Little Harbor campground was rated “One of the Best Campgrounds in the West” by Sunset Magazine. It’s about seven miles east from Two Harbors. The only campground on the remote “backside” of Catalina Island, it’s a small, sandy beachside campground perfect for playing in the water. You can get to it by biking or hiking a strenuous trail or taking the Safari Bus. There are fire and BBQ rings, picnic tables, chemical toilets, fresh water, showers and even kayak rentals available onsite.
“Such a beautiful campground, and if you’re lucky enough (like we were) you may get the whole place to yourself. The beach is beautiful, and there’s nothing like the sunsets here.” —The Dyrt camper Morgan F.
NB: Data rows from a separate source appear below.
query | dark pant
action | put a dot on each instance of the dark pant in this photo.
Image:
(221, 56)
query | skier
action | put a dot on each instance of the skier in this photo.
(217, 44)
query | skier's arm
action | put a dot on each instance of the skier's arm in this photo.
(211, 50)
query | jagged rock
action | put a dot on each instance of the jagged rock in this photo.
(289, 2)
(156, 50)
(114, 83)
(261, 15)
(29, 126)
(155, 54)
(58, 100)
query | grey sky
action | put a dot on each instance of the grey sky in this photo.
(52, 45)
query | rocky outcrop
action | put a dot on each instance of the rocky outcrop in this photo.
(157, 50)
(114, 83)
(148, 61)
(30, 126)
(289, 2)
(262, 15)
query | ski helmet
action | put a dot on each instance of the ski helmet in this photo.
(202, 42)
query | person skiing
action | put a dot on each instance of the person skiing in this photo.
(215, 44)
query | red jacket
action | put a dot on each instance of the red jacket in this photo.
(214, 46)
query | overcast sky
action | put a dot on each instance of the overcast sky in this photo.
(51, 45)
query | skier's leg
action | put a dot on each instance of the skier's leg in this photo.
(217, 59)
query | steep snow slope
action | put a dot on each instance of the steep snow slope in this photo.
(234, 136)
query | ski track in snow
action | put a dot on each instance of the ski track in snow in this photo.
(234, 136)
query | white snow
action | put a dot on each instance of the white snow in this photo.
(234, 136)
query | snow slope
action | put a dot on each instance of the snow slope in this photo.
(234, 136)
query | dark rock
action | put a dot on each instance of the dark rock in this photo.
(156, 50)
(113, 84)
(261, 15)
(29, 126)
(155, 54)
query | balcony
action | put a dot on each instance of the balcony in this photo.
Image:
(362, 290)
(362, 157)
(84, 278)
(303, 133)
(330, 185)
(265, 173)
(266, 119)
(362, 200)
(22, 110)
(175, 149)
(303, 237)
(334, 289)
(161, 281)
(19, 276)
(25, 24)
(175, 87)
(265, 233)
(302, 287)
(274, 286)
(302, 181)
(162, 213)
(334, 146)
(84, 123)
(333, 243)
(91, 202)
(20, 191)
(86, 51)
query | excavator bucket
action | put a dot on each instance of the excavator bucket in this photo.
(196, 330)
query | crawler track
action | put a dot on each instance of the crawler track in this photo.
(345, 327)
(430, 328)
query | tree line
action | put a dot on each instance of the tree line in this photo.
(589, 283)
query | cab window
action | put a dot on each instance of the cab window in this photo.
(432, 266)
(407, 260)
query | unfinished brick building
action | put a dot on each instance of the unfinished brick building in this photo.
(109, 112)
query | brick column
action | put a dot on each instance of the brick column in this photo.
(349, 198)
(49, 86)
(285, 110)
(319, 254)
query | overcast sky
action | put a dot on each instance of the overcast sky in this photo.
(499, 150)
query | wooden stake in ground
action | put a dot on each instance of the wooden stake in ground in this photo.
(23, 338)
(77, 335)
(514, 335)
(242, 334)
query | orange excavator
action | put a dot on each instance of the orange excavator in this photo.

The Hermit Gulch campground is the only one within the city limits of Avalon. That means you can easily get from there to groceries, shopping, restaurants, sightseeing and nightlife in town. It’s located in the chaparral-covered Avalon canyon, near the Nature Center and the Wrigley Memorial and Botanical Gardens—a must-see while you’re there. On-site amenities include a camp store with equipment rentals. Be sure to alert the staff if you’re arriving or leaving before or after check-in and check-out times.
“A fun camping hideaway on the bustling Catalina Island… I should let you in on the secret that ~the~ best campsite is Site 29!!! Reserve this one if you can!! It’s the furthest away from the road and taxi dropoff, so it can be frustrating if you have to lug all your stuff, but it’s well worth it.” —The Dyrt camper Cassie R.
If you’re looking for more of a dispersed, primitive camping experience, check out Parson’s Landing. It is a secluded beach site around seven miles west of the village of Two Harbors. You can only get there a hike from the village or by kayaking in. There are eight primitive tent sites that come with lockers filled with at-the-ready firewood and water. You must pass by the Two Harbors office to check in and get your key for the locker. Some advice from campers on The Dyrt: bring a bear canister or use the lockers to store your food, because “the squirrels and birds are ridiculous,” according to The Dyrt camper Lacie G. “They’ll chew right through your pack to get your stuff.”
“Takes some work to get here but definitely worth it… Don’t forget your snorkel! The water is so clear and full of things to see.” —The Dyrt camper Lacie G.
The Black Jack campground is a primitive campsite in the highlands of the island, and is accessible only by hiking in. It is on Mount Orizaba, which is Catalina Island’s highest peak at 2,097 feet. You can get to the Black Jack campground trailhead, which is nine miles from Avalon and 11.8 miles from Two Harbors, by hiking, taking the airport shuttle from Avalon, or taking the Safari Bus. There are no fires allowed as long as the county is in drought, so be sure to check online for drought information. There are picnic tables, BBQ and fire rings, showers, fresh water and chemical toilets. The Dyrt camper Leasa W. recommends grabbing breakfast or lunch at the Airport-in-the-Sky, two miles away.
“Very remote and quiet feeling. You won’t be able to see the coastline when at this campground but definitely will on your travels along the trail to get to the campground. Some nearby campers utilized hammocks and found sufficient trees to hang from.” —The Dyrt camper Leasa W.